Five years after that sojourn, he opened La Morra, featuring northern Italian cuisine. But he still wanted to combine his “passion for Italian food and travel.”

Two years ago, he teamed up with Somerville’s DuVine Cycling + Adventure Co. (the owner was a college buddy) to offer “very personal itineraries.” The first trip, in 2012, was to Piedmont. A Tuscan tour is planned for this July: “Meet the Butcher, the Baker, the Winemaker!” The cost is about $4,800, with groups limited to 16 people.

On the culinary tour, complete with “breakfast, lunch and dinner and all the wine you can drink,” Ziskin, 43, will guide participants on visits to some of La Morra’s superlative suppliers and vintners, whose methods or provisions can be sampled back in Brookline in dishes like the ribollita.

“With globalization, we’re losing touch with the old style,” Ziskin says. “And we want to keep those ways that worked before machinery, like making the braises, the pasta, the grappa.
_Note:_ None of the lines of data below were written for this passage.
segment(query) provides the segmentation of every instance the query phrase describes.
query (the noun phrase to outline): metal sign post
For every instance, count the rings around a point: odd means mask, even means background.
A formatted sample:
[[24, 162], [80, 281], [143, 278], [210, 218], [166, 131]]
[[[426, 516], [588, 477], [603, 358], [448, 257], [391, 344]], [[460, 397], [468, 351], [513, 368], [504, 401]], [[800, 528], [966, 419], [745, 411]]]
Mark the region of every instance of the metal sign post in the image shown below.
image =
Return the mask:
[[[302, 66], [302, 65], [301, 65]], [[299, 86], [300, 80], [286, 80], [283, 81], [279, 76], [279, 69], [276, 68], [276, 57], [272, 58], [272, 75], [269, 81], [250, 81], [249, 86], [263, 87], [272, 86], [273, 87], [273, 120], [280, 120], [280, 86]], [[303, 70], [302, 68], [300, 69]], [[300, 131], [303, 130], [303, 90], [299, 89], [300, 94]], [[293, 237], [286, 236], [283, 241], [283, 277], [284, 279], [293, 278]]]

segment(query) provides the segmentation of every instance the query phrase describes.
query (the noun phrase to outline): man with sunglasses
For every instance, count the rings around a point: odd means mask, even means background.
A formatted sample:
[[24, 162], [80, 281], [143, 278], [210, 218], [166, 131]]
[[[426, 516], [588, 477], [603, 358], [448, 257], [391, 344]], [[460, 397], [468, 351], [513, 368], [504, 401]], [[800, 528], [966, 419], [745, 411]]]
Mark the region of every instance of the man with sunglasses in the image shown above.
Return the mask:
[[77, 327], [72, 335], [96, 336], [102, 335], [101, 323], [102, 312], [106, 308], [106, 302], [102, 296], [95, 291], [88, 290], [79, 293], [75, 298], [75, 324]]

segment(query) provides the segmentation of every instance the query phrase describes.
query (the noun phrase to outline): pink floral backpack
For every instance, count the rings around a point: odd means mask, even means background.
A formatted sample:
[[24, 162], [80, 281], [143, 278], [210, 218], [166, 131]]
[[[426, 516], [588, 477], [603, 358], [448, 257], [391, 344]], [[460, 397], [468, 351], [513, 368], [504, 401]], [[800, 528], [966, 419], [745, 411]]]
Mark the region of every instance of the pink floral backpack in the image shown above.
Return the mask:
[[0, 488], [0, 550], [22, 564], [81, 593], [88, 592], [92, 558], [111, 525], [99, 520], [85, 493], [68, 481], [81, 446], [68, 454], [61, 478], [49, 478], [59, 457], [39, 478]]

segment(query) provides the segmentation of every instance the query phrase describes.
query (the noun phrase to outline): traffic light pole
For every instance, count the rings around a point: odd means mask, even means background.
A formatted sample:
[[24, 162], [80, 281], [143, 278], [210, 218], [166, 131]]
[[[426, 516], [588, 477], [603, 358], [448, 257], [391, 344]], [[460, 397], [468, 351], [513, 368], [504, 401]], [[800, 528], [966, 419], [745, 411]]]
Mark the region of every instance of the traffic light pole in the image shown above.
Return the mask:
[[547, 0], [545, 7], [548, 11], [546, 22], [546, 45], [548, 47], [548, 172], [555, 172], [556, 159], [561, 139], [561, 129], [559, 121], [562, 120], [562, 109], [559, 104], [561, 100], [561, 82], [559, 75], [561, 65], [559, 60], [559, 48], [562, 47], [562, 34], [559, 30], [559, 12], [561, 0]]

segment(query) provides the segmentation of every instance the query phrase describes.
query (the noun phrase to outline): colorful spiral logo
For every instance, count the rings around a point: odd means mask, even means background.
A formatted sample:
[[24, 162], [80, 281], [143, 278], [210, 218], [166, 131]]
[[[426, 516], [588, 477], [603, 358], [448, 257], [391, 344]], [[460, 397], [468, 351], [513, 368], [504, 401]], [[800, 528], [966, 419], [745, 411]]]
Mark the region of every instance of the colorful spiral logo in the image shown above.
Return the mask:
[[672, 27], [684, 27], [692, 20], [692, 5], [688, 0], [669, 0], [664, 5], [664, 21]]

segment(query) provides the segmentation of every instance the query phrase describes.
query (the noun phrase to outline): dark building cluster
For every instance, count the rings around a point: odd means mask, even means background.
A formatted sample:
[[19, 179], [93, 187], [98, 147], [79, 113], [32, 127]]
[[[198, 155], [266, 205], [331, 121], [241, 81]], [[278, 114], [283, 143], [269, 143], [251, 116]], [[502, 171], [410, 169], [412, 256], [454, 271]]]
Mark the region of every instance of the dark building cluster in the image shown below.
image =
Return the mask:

We bring home that style, and so do our tour guests.”

Boston Magazine

The 50 Best Restaurants
November 5, 2011

Best of Boston 2005: Neighborhood Restaurant, Brookline
July 13-August 2, 2005
“With its wooden beams and exposed brick interior, La Morra has the feel of a rustic retreat in the Italian Alps (if you ignore the cars roaring by on Route 9). Chef and co-owner Josh Ziskin packs flavor into every plate, from the tapas-size cicchetti (Venetian snacks) to entreés such as the perfectly charred small chicken with pea tendrils and grilled potatoes.”

Zagats 2007/2008

Named One of America’s Top Italian Restaurants
“After ‘opening with a bang’, this husband-and-wife’ – owned ‘nook’ remains ‘relatively unknown’ outside Brookline Village – but its neighbors hail its ‘refreshingly serious yet unpretentious’ Northern Italian cuisine, particularly the ‘fab small plates’ called cicchetti.”
Read La Morra’s listing in Zagats

Improper Bostonian

Boston’s Best, 2005: Guaranteed Great Meal, Brookline
July 13-August 2, 2005
“Brookline’s no slouch when it comes to great places to eat, but La Morra, which opened in late 2003 outstrips the fierce competition. The husband and wife team of Jennifer and Josh Ziskin – he chefs, she’s front of the house – have staked out their own culinary turf., with a menu that offers traditional Northern Italian cuisine done better than the countless other eateries offering similar fare. With a seasonal menu of wood-grilled meats, fish, and locally farmed vegetables, they’ve benefited from excellent word-of-moth. One thing that La Morra has introduced to Brookline is its delightful cicchetti: These Venetian bar snacks, similar to tapas, are simply the best thing to meet up with a glass of prosecco since Casanova did his thing in dark alleys off the Grand Canal.”

Boston Globe

3 stars awarded by food critic Allison Arnett
February 2004
“Step into La Morra… and you’ll see the relief on diners’ faces. This two-floor restaurant in Brookline Village has a casual, open feeling with a warm patina on the wood tables and chairs and soft tones in colors. It’s antitechno looking, and the ambience matches the unassuming friendliness of the staff.”